Barb Howard, First Woman to Serve as Chair of Xavier Board, Steps Down
Sep 25, 2019
At her final board meeting as chair, Barbara J. Howard, Esq., passed the gavel to her successor, retired St. Vincent Health Services CEO Vincent Caponi, who assumes leadership of the Xavier University Board of Trustees for the next five years. The symbolic gesture brings to a close Howard’s tenure as the first woman to ever serve as board chair, which at the time marked a milestone for the once all-male University. Moreover, her departure during the same year Xavier is celebrating the 50th anniversary of the year women were first admitted on an equal footing with men highlights the board’s historic decision in 1969 to do so.
In a recent interview, Howard reflected on her chairmanship of the board and her experience as one of the first women on campus, as well as the legacy of women at Xavier today and in the future. A member of the board since 1995, she will continue to serve on the board full-time.
MADAME CHAIRWOMAN
When she was first named chair, she said she was nervous—not because she was the first woman, but because of “these shoes” she had to fill—Mike Conaton, Joe Pichler, and Bob Kohlhepp. “They are giants,” she said of the men who had served before her. But she settled in and went to work with President Michael Graham, S.J., successfully developing and implementing the board’s transition from a listening board to a strategic board.
This resulted in cutting the number of board committees in half and re-focusing the board on the in-depth discussion of strategic issues facing the University, rather than listening to reports.
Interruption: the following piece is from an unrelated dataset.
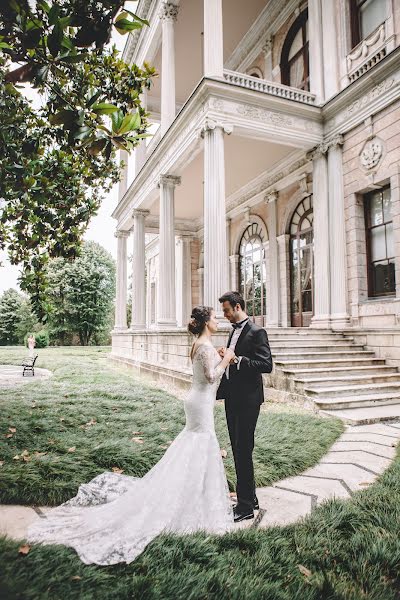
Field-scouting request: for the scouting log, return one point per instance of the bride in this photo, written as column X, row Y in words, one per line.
column 113, row 517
The results have led to a new risk management plan that includes improved student safety, and a financial approach that helped in the development of plans for the Accelerated Bachelor of Science in Nursing program, the Health United Building, Xavier 5000 and a future new residence hall.
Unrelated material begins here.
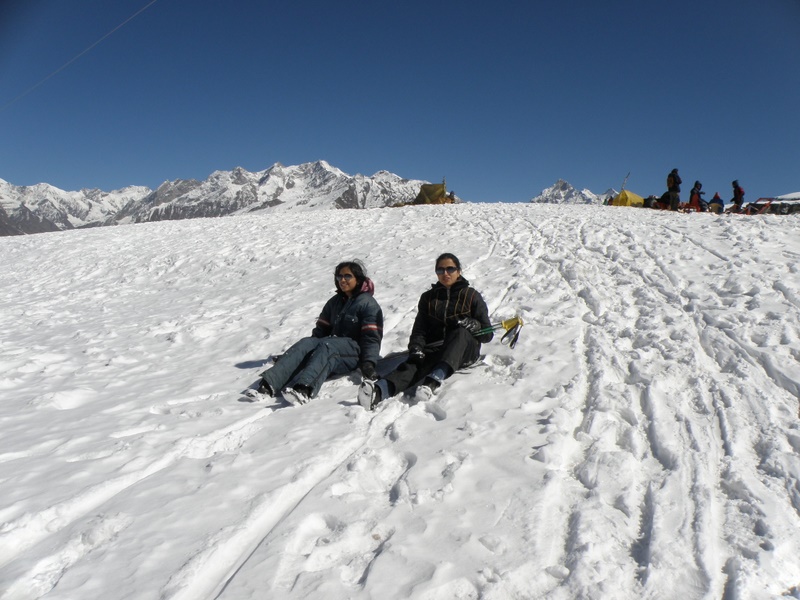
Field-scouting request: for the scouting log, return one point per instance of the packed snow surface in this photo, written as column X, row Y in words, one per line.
column 641, row 441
“We have been able to focus efforts on things pertaining to student safety that we would never have had the discussion about previously because the board wouldn’t have been dealing with the strategic issue of what enterprise risk management looks like and how it affects the University,” she said.
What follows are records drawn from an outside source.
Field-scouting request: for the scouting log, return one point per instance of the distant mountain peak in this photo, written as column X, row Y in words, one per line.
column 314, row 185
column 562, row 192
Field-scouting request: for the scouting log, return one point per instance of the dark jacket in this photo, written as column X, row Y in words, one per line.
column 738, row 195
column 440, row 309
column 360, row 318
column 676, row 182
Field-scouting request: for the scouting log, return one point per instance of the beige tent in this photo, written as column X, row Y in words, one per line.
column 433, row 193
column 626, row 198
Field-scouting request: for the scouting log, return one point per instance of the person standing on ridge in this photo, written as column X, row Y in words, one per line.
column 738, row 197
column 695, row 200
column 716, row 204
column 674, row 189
“Another is when we’re dealing with various financial issues. We get the benefit of looking at all the experience that our board members have in terms of looking at the best way to do things as we look toward XU 5000, as we look toward building a new dorm, and as we looked at the HUB. All of those things are better because we had strategic conversations about them.”
A WOMAN OF XAVIER
Howard entered Xavier in the fall of 1972, three years after the first 52 women were admitted as traditional day students. She graduated with a degree in political science and went on to a successful career as a lawyer. Looking back on her days at Xavier, she recalls how few women there were on campus at all, much less majoring in such historically male-dominated fields as political science. Most of her female friends were studying education and communication arts.
“We were a very different campus back then,” she said. “Women were coming into it carefully not because we were intimidated but because we had not opened those horizons yet to the possibilities that women had to do the things that women today take for granted. So we were opening a lot of doors and we were doing it carefully and when we looked back, we realized that yes that’s what we did, we were opening those doors, but the result is that now we have a student body that’s a little bit over 50 percent women, and women are pretty darn good students.”
She said the University is better because of the board’s decision to admit women. And she predicts that women will play an increasingly important role over the next 50 years as the University moves toward a time when it will no longer have a Jesuit as its president.
“I think we’ll look back and say that was a very smart move,” she said. “Any time you increase diversity whether it’s women, minorities, ethnic whatever the demographics are, you enrich the conversation, you enrich the brain power, because you have different experiences … So allowing women to be part of it just enhances the culture at Xavier and it enhances it really now from the top down which is significant. So women have continued to play a big role and I think they will continue to play a big role.”